Bryce declined to discuss the dispute with Hildene. Scannell said Hildene has reached out to Albina about repaying the trust-preferred debt, but those discussions have been "unproductive."

Trust-preferred debt lets issuers defer interest payments for five years, after which point creditors can demand full repayment. About 240 community banks have reached the end of the five-year deferral period for trust-preferred debt, and another 200 are nearing the end. Many of them, like Albina, are under regulatory orders barring them from paying trust-preferred creditors.

Caught between creditors demanding payment and regulators forbidding it, many community banks have found themselves left with no option but bankruptcy. In these cases, the bank is sold at auction to pay the holding company's debts.

Albina is one of few companies in this position that managed a recapitalization without bankruptcy. Its recap left Albina Community Bancorp with just 9.9% ownership in the bank; Beneficial has a 90.1% stake. The transaction gave the bank nearly $9 million in capital, but it did not solve the holding company's trust-preferred problem.

Albina has the support of deep-pocketed backers. Beneficial, like Albina, is a community development financial institution, owned by a nonprofit foundation created by hedge fund billionaire Tom Steyer, who founded Farallon Capital, and his wife, Kathryn Ann Taylor. They have contributed nearly $50 million to support Beneficial since the financial crisis.
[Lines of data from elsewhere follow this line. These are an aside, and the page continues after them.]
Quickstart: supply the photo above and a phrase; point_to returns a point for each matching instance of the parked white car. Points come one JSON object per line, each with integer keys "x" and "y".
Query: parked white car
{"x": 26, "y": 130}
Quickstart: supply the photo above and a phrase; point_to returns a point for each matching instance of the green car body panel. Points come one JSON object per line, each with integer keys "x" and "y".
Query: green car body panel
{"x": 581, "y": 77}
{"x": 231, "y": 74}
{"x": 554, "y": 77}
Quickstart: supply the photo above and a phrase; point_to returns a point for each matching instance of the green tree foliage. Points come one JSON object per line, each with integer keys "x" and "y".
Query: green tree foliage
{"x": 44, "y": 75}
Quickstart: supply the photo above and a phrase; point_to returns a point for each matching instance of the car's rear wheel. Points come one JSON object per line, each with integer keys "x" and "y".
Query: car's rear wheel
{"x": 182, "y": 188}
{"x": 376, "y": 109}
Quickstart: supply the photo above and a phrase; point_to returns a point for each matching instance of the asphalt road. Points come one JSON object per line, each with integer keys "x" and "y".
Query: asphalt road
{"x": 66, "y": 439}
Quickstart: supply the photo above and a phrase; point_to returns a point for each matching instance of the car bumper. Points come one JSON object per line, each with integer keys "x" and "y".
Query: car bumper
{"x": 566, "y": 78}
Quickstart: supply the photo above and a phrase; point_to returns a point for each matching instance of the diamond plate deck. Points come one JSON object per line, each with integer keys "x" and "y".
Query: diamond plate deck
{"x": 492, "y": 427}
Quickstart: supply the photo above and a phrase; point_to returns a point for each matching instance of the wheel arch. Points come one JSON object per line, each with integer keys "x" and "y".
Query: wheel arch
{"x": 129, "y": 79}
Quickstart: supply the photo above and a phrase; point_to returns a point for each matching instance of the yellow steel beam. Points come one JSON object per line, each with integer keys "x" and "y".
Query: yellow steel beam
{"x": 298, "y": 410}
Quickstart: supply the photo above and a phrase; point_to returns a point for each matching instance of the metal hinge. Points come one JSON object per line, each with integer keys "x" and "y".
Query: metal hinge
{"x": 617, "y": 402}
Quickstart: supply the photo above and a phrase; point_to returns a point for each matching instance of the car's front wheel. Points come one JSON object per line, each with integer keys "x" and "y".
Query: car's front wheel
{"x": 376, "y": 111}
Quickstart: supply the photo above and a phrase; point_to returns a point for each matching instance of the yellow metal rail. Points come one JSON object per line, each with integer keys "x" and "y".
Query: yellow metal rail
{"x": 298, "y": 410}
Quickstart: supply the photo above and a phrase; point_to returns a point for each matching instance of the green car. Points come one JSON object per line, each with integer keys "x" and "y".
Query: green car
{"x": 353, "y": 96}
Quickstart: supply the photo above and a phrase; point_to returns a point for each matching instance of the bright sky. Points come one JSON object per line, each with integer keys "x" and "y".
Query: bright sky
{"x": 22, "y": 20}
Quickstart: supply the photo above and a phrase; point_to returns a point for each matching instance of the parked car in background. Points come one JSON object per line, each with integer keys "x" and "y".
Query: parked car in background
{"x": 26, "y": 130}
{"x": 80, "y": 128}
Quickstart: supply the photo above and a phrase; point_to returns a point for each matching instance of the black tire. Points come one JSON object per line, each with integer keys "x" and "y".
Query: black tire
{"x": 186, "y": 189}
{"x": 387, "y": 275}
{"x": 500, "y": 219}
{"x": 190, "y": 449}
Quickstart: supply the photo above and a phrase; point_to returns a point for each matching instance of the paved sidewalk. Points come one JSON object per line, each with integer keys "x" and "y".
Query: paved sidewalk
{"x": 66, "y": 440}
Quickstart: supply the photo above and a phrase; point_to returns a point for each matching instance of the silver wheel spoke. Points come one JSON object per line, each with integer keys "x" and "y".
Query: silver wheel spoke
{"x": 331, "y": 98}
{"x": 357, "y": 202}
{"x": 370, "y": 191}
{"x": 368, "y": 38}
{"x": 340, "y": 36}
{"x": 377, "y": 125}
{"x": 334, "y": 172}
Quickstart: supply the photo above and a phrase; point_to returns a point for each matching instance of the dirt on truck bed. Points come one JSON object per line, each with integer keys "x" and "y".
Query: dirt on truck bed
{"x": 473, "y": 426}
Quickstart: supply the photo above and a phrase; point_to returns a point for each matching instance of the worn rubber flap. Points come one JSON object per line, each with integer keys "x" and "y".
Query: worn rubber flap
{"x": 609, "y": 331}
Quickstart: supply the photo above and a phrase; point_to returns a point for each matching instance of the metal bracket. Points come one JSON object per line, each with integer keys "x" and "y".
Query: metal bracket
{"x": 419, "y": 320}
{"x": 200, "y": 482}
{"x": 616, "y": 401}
Yet Albina's creditors have expressed concern over the quality of Beneficial's management and the bank's reliance on capital from Steyer and Taylor. The $364 million-asset Beneficial, formerly One PacificCoast Bank, has lost money in all but two years since its 2007 founding, though it made $1.2 million during the first half of this year.

The recapitalization was approved in September by the Federal Reserve Board of San Francisco, despite loud complaints from Hildene and other investors in collateralized-debt obligations backed by Albina's trust-preferred securities.

The recapitalization has not been challenged in court, but Scannell left that possibility open, calling the sale to Beneficial a "back-room deal." In comment letters to the San Francisco Fed last year opposing the sale, the fund said the deal violates the trust-preferred indenture.

The deal also raises the possibility of legal claims for breach of fiduciary duty by Albina's directors, as well as interference in contracts by Beneficial, Hildene and Zions wrote in a letter objecting to the transaction.

"Creditors of Albina Bancorp may be forced to litigate these issues, at great expense to Albina Bancorp, its management" and possibly Beneficial, Hildene and Zions wrote.

The San Francisco Fed, in approving the deal, said it lacked the authority to adjudicate the dispute with the creditors, and that the investors should look to the courts to resolve the issue. The San Francisco Fed declined to comment on the dispute or the recapitalization.

Whether Hildene or other investors can form a legitimate legal objection to the sale, nearly a year after it closed, depends on the language in Albina's trust-preferred documents, which are not public.